Adaptive robust electric vehicle routing under energy consumption uncertainty

Electric vehicles (EVs) have been highly favoured as a mode of transportation in recent years. EVs offer numerous benefits over traditional fuel-based vehicles, particularly in terms of the environmental impact. Although electric vehicles offer several advantages, there are certain restrictions that limit their usage. One of the significant issues is the uncertainty in their driving range. The driving range of EVs is closely related to their energy consumption, which is highly affected by exogenous and endogenous factors. Since those factors are unpredictable, uncertainty in EVs’ energy consumption should be considered for efficient operation.
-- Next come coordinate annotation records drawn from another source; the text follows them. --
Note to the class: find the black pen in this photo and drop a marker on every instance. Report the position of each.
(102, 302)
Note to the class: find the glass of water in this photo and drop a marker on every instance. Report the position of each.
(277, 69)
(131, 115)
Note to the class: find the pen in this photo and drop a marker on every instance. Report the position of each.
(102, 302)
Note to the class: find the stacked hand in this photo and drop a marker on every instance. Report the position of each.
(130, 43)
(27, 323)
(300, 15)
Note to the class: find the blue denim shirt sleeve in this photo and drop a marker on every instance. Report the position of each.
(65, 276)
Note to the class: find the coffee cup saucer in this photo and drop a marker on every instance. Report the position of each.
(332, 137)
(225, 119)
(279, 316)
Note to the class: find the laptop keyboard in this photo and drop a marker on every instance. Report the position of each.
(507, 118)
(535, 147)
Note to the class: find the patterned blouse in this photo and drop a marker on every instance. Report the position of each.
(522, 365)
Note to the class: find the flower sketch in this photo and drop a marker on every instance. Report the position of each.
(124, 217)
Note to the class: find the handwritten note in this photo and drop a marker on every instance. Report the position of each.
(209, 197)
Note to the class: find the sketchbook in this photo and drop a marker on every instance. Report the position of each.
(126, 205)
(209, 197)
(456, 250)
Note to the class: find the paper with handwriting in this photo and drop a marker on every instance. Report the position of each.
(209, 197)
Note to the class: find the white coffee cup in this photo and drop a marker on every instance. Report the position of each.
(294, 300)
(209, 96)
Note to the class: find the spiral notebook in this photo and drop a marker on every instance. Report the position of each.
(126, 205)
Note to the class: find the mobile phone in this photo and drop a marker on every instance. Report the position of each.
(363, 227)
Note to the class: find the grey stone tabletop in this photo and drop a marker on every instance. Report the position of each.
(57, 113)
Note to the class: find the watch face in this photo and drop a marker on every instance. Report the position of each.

This paper proposes a two-stage adaptive robust optimization framework for the electric vehicle routing problem. The objective is to minimize the worst-case energy consumption while guaranteeing that services are delivered at the appointed time windows without battery level deficiency. We postulate that EVs can be recharged on route, and the charging amount can be adjusted depending on the circumstances. A column-and-constraint generation based heuristic algorithm, which is coupled with variable neighbourhood search and alternating direction algorithm, is proposed to solve the resulting model. The computational results show the economic efficiency and robustness of the proposed model, and that there is a tradeoff between the total required energy and the risk of failing to satisfy all customers’ demand.